What does it mean when Lenovo, one of the world's most popular PC makers, states that mobile Internet products will be a majority of their business in the future? It means that the mobile Internet has a promising future — obviously — and those who are involved in the manufacturing of computers and mobile technology are recognizing this. It requires adaptation.
"Even today, notebook sales already are higher than desktops," Lenovo CEO Yang Yuanqing told PysOrg.com. "Mobile Internet products are going to be 70 to 80 percent of our sales ... within three to five years."
Places around the globe, particularly in Asia, are seeing explosions in mobile Internet usage.
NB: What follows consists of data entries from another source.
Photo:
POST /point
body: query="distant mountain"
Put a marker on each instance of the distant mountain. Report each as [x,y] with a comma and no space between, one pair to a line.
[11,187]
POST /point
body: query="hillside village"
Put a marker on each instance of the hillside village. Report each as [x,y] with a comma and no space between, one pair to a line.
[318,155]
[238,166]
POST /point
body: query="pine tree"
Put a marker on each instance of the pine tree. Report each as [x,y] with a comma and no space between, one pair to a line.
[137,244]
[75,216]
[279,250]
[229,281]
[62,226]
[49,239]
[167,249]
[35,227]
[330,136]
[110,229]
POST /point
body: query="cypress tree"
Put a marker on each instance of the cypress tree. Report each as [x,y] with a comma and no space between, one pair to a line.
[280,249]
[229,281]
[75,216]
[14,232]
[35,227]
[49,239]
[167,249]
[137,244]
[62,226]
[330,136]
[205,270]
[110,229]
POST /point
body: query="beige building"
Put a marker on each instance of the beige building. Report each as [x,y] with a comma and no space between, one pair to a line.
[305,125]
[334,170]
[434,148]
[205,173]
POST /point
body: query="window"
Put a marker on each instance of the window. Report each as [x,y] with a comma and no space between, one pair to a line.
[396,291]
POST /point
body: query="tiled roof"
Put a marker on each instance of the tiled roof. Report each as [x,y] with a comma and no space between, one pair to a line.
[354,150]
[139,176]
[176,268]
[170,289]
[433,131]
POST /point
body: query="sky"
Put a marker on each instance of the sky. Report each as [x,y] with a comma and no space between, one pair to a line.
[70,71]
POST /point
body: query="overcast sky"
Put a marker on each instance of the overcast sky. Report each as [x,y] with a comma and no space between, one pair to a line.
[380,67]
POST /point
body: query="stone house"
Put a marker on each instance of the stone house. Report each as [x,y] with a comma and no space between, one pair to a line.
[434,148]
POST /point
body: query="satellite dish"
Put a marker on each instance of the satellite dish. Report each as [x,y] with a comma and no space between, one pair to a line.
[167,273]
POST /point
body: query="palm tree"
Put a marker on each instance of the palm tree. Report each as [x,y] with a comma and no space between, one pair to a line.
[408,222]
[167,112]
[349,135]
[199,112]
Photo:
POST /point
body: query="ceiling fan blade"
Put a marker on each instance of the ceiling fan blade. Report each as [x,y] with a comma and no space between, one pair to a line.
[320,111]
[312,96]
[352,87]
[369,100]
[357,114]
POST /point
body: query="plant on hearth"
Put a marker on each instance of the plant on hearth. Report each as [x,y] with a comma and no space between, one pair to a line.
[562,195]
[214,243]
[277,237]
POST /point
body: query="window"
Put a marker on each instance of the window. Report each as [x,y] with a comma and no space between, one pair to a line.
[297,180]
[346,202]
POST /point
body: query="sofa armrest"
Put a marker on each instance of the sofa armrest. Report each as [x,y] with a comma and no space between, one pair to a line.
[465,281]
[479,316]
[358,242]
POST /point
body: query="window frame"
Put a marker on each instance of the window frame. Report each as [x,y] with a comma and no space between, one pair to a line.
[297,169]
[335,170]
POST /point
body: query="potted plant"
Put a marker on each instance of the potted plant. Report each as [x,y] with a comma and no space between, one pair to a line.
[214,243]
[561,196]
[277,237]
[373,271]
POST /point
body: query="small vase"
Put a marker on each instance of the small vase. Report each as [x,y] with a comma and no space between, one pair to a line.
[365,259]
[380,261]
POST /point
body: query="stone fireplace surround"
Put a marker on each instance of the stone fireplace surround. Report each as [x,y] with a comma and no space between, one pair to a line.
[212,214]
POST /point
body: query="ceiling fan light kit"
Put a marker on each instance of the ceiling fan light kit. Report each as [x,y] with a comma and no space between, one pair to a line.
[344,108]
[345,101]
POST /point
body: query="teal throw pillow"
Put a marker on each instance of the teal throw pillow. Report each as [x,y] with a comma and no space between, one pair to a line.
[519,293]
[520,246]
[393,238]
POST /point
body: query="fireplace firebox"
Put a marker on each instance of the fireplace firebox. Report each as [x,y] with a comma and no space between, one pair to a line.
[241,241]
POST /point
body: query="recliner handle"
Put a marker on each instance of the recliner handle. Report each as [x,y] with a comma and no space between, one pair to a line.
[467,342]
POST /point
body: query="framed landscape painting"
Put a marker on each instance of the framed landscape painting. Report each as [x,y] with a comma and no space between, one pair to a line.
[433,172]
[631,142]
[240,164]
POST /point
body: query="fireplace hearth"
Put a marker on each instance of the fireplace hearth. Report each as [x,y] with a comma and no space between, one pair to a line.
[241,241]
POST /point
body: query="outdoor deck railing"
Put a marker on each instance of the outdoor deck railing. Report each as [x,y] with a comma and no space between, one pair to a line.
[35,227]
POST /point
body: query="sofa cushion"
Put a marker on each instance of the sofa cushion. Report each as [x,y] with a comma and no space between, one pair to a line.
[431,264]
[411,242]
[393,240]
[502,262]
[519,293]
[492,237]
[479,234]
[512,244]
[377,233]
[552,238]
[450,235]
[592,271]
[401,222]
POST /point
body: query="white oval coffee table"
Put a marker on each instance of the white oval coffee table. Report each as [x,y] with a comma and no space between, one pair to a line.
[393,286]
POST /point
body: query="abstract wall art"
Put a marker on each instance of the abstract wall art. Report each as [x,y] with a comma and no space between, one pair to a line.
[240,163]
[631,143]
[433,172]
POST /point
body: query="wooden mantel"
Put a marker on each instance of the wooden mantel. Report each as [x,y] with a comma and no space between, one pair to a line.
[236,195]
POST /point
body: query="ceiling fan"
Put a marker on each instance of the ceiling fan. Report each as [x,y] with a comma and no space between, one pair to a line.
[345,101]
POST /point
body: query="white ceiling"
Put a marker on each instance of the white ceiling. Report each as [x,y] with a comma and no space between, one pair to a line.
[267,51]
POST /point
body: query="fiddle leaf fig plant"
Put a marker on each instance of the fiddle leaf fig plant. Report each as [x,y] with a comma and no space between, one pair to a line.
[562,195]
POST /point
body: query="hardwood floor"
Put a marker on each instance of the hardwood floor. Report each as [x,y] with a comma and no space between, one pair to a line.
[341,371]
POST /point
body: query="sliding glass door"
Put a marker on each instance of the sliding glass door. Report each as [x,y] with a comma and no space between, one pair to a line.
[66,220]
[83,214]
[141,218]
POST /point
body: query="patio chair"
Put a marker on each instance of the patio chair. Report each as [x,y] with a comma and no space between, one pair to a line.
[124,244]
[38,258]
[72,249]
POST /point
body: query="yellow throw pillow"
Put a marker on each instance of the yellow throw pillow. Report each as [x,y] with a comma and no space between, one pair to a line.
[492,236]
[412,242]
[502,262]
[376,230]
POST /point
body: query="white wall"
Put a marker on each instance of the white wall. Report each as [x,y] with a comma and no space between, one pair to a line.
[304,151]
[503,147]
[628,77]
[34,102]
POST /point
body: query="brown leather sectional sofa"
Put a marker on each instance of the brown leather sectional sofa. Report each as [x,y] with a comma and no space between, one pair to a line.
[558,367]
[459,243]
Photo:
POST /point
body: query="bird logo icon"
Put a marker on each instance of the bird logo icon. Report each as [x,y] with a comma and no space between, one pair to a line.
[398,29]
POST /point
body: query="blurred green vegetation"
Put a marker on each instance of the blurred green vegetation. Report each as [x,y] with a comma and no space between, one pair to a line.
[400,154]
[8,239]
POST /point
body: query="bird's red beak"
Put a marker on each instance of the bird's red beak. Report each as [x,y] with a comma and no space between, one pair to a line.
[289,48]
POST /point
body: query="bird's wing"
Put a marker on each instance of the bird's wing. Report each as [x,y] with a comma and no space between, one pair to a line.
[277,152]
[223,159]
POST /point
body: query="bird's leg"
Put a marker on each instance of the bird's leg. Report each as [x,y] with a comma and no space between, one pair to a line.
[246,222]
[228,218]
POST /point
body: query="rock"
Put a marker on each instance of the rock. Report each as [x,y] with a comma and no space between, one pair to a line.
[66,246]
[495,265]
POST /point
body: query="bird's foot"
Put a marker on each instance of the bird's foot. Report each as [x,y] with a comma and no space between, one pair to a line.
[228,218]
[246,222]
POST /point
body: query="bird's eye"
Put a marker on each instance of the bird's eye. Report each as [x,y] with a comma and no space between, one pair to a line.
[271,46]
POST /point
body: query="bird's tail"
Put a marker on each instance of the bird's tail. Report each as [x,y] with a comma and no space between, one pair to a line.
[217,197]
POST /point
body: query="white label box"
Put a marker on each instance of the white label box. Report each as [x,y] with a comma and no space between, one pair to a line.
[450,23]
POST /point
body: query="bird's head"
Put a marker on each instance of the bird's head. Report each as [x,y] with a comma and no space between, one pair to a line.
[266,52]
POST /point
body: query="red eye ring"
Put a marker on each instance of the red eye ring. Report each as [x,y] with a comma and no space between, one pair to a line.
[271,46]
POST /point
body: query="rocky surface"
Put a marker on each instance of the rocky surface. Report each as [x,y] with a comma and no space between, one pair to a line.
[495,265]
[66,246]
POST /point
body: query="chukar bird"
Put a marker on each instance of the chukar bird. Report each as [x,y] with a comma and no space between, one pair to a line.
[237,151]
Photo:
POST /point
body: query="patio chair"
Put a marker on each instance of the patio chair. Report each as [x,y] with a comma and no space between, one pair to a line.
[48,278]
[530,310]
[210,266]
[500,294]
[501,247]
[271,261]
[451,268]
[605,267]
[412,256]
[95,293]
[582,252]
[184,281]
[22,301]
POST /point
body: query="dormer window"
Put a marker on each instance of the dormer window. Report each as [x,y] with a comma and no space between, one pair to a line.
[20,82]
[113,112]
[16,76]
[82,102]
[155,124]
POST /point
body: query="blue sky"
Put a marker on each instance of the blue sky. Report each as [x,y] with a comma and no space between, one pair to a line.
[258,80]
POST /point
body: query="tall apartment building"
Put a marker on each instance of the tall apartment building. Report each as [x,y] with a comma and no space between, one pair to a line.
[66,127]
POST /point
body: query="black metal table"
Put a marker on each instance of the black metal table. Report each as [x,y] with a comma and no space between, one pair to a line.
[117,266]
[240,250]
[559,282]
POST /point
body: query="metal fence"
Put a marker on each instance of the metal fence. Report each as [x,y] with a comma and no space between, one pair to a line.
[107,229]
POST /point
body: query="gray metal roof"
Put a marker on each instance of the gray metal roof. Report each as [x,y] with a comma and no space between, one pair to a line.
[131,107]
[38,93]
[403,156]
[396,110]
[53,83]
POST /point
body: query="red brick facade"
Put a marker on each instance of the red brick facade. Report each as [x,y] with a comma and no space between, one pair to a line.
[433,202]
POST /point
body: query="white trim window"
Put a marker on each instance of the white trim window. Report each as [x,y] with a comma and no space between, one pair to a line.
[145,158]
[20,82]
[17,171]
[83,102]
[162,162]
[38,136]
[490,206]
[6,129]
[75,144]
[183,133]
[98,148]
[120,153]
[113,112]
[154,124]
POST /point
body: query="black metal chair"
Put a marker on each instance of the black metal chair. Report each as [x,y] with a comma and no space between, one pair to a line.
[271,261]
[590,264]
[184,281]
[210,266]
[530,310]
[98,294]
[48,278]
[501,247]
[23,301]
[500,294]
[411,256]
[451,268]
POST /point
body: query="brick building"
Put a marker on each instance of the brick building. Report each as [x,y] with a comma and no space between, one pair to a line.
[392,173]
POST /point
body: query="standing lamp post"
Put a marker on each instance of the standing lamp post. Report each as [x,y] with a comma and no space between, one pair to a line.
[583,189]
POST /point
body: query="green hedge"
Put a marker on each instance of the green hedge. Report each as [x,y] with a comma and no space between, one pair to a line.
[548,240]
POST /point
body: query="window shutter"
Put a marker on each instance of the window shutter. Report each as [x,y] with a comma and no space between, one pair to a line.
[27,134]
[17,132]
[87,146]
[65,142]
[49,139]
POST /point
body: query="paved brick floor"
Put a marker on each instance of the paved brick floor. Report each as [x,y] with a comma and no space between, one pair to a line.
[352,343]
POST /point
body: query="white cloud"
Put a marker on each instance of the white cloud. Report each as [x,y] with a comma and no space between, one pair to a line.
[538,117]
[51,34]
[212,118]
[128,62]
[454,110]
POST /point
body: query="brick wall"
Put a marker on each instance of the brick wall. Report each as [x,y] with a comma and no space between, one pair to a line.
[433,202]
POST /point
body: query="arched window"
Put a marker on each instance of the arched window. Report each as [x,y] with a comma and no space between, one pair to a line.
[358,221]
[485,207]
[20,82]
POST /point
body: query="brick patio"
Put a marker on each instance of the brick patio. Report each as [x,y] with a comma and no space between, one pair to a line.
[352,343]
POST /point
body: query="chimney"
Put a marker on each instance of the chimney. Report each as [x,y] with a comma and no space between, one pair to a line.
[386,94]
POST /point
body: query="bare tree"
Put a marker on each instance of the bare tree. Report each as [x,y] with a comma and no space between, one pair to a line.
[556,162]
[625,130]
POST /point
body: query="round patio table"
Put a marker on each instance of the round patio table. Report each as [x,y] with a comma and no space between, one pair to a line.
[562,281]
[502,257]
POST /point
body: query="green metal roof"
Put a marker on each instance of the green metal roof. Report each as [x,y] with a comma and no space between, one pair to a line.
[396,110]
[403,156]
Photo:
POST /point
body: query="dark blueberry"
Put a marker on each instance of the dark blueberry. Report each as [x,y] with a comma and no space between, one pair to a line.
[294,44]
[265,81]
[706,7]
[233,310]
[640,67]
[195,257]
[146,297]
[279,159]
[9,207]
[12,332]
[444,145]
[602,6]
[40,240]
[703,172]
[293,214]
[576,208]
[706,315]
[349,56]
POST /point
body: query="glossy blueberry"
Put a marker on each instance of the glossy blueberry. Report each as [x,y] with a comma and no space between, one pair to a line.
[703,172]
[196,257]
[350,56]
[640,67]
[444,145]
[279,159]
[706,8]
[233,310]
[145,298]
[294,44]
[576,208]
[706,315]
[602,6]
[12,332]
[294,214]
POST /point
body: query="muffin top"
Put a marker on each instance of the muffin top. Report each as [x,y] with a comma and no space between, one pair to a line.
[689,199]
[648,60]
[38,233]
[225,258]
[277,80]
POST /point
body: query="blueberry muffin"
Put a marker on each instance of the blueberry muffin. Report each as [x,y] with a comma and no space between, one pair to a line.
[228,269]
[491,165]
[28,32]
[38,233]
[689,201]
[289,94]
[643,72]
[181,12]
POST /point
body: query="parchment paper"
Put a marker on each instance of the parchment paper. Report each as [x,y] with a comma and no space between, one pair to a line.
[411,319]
Lenovo and its competition from Dell, HP, Toshiba, and Apple are surely in a frenzy to capitalize on this opportunity.
Taking a giant leap into mobile, Lenovo, along with Dell, has unveiled a smart phone for the first time, which will be powered by Android.
How well it will be received by consumers is unknown, but it wouldn't be too hard to imagine that it will take a few attempts at the smartphone market to get it right.
Interestingly, it just goes to show how much the times have changed, and how companies must adapt to the demand of ever-changing consumer desires.
If mobile is where fortune lies — and all the evidence is in support of that — these companies better be ready to supply the goods.
My only question is when will U.S. consumers be able to get their hands on one of these PC-manufactured smartphone devices?